Pulmonary artery wall thickness measurements were performed on small pulmonary arteries (30–80 μm) associated with terminal bronchioles and distal air spaces with a Zeiss Interactive Digital Analysis System (ZIDAS; Carl Zeiss, Thornwood, NY), as previously described (35, 51). At least 10 pulmonary arteries were measured for each animal. Wall thickness and external diameter were measured directly and expressed as the percentage of wall thickness, which was calculated with the following formula: [(external diameter − internal diameter)/external diameter] × 100. Immunohistochemistry for factor VIII was performed to assess vascular density. Paraffin-embedded slides from formalin-fixed tissue were deparaffinized in xylene. The sections were rehydrated by serial immersions in 100% ethanol, 95% ethanol, 70% ethanol, and water. Sections were digested with proteinase K at a concentration of 50 μg/ml for 10 min at room temperature and then washed with PBS with 2.7 mM KCl, 1.2 mM KH2PO4, 138 mM NaCl, and 8.1 mM Na2HPO4. Endogenous peroxidase activity was reduced by immersion in 3% hydrogen peroxide in methanol. After rinsing, sections were covered in 10% horse serum for 1 h and incubated with rabbit anti-factor VIII antibody (1:200) diluted in PBS with 1% BSA overnight (#A0082 Dako USA Carpenteria, CA). After incubation, the sections were rinsed with PBS and incubated with horseradish peroxidase (HRP)-labeled secondary antibody diluted 1:2,000 in PBS with 1% BSA for 1 h.

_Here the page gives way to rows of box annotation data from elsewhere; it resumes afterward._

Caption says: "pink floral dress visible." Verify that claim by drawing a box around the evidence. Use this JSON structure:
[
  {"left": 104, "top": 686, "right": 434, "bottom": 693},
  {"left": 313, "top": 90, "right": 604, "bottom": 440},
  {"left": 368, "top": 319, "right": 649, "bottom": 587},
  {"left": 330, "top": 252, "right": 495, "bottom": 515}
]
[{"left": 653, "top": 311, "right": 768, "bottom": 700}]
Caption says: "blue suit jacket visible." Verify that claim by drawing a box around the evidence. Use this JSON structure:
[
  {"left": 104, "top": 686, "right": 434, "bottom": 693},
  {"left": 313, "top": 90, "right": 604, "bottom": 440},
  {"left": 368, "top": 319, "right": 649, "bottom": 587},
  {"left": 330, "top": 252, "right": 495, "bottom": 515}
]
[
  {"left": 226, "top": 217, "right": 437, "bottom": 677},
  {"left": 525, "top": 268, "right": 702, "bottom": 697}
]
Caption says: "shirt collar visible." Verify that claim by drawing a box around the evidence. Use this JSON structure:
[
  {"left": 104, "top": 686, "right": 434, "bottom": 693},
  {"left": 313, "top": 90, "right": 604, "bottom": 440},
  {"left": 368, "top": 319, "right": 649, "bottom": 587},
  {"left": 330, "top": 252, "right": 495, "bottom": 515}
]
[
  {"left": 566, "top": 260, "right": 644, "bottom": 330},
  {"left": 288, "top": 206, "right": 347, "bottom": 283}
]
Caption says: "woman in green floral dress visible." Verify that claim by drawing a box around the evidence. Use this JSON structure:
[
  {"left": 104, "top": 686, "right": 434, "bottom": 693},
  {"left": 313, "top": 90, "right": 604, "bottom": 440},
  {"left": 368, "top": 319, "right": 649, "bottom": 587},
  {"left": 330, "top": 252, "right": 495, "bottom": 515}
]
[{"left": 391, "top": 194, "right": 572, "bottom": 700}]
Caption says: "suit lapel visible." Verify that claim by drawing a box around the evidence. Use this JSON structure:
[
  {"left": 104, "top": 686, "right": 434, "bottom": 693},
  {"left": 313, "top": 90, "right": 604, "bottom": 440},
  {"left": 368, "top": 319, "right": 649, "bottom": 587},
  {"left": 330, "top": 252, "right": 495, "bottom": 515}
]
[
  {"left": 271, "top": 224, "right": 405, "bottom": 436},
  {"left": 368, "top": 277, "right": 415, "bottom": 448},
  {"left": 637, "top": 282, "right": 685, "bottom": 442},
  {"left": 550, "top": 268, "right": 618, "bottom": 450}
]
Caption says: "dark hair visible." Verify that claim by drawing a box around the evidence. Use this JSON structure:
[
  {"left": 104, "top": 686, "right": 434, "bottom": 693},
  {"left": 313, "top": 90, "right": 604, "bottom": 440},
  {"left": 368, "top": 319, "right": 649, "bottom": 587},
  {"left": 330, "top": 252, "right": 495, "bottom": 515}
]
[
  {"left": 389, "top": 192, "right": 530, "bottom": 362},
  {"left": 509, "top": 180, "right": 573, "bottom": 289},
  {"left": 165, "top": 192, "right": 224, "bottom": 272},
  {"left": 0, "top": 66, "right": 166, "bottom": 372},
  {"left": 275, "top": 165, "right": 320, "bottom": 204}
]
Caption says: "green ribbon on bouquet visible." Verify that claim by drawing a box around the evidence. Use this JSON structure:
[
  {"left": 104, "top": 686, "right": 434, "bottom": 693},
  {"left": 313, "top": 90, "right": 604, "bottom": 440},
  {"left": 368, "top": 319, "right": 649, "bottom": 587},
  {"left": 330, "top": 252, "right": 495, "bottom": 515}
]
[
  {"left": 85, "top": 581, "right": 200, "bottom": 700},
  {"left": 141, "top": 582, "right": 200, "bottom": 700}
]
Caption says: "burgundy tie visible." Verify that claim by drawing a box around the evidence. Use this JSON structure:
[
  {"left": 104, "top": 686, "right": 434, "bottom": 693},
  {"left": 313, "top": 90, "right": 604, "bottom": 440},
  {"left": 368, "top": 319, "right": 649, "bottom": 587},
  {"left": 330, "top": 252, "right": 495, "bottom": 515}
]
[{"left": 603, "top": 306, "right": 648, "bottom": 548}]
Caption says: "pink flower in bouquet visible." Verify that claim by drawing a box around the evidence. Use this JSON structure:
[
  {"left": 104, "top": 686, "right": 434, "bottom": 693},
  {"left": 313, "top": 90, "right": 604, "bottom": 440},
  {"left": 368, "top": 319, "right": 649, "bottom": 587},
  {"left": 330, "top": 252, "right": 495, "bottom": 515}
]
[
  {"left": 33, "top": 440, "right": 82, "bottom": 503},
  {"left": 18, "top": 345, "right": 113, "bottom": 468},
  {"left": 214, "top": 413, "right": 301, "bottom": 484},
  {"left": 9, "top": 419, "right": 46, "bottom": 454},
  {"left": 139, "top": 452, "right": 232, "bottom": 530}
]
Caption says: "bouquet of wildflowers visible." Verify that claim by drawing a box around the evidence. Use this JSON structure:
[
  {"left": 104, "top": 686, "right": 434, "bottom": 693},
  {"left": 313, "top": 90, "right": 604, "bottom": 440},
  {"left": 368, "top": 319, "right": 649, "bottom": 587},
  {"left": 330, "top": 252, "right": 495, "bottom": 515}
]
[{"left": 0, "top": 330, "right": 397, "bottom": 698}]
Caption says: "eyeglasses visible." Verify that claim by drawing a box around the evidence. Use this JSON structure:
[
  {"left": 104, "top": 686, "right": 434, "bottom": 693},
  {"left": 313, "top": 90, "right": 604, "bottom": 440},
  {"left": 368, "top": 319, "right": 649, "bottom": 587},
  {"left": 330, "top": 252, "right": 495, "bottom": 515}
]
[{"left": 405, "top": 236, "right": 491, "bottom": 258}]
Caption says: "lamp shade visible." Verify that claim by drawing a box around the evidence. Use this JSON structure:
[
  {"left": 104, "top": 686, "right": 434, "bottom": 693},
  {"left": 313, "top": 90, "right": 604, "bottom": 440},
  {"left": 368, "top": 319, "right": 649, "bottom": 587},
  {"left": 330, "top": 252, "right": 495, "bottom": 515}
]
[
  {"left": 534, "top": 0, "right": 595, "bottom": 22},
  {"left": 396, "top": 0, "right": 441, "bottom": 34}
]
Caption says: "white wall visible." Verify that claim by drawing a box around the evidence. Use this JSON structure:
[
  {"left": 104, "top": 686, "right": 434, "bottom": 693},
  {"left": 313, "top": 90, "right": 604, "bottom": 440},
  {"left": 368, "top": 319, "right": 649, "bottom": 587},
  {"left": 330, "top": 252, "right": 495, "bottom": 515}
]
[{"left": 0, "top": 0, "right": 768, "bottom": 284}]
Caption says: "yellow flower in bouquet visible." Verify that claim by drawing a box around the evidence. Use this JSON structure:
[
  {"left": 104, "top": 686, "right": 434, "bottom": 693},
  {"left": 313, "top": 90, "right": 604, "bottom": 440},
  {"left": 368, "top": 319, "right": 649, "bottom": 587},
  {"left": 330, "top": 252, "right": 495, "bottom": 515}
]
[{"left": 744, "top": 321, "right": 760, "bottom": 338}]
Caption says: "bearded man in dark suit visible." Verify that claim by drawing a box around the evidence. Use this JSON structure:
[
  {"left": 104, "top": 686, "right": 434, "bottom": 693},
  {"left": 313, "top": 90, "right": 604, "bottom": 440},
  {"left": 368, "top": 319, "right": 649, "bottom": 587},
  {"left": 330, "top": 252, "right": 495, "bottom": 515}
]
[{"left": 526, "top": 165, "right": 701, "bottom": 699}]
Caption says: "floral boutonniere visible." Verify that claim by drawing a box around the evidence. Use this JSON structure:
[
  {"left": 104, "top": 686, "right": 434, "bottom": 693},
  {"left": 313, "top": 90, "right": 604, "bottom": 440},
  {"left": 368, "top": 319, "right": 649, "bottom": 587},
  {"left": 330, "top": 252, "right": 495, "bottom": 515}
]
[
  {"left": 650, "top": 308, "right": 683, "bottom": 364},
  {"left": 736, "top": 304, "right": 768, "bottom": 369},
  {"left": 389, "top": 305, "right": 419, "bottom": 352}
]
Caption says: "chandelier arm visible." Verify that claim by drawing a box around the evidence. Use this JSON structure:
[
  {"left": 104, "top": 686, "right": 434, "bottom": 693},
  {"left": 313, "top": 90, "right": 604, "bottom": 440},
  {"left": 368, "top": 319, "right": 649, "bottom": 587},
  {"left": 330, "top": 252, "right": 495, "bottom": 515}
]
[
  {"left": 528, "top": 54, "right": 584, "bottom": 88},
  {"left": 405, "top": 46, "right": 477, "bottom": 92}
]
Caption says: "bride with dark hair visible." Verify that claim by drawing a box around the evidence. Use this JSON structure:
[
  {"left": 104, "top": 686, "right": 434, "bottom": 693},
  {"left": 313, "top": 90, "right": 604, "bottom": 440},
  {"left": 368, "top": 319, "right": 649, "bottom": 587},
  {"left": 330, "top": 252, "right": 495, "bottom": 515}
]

After incubation with the secondary antibody, the sections were rinsed with PBS, incubated in ABC complex (Vector Laboratories, Burlingame, CA) for 30 min at room temperature, rinsed in PBS, and developed with diaminobenzidine and hydrogen peroxide. Slides were lightly counterstained with hematoxylin. The slides were then dehydrated by sequential immersion in 70% ethanol, 95% ethanol, 100% ethanol, and xylene before applying coverslips. For each slide, 10 pictures were captured by digital camera for analysis. For assessment of vessel density, images of factor VIII-stained slides were captured with the 20× objective. The number of factor VIII-positive vessels (<80 μm in size) was counted per each high-power field (5).
Western blot analysis.
We performed Western blot analysis of distal lung homogenates from control, Bleo, and Bleo + early and late iNO study groups on day 19. Frozen lung samples were homogenized in ice-cold buffer containing 50 mM Tris·HCl (pH 7.4), 1 mM EDTA, 1 mM EGTA, and 1% Halt protease inhibitor single-use cocktail (Pierce Biotechnology, Rockford, IL). The samples were centrifuged at 1,500 g for 20 min at 4°C to remove cellular debris. Protein content in the supernatant was determined by the Bradford method (10), using BSA as the standard. Twenty-micrograms of protein sample/lane were resolved by SDS-PAGE, and proteins from the gel were transferred to PVDF membranes. Blots were blocked for 1 h in 5% nonfat dry milk in TBS with 0.1% Tween 20. These blots were incubated overnight at 4°C with either mouse anti-human polyclonal eNOS/NOSIII antibody (BD-610297, 1:500; BD Biosciences, Durham, NC), rabbit anti-human polyclonal VEGF antibody (SC-507, 1:500; Santa Cruz Biotechnology, Santa Cruz, CA), or rabbit anti-human polyclonal VEGFR-2 antibody (KDR/flk-1; SC-504, 1:250; Santa Cruz Biotechnology). Antibodies were diluted in 5% nonfat dry milk in TBS with 0.1% Tween 20. After being washed, blots were incubated for 1 h at room temperature with a goat anti-rabbit IgG-HRP antibody (SC-2054, 1:5,000; Santa Cruz Biotechnology), or goat anti-mouse IgG-HRP antibody. Bands were visualized by enhanced chemiluminescence (ECL Advance kit; Amersham Pharmacia Biotech, Buckinghamshire, UK). For Western blot analysis of VEGF, recombinant mouse VEGF was used as a control. Densitometry was performed using Quantity One (Bio-Rad Laboratories, Hercules, CA).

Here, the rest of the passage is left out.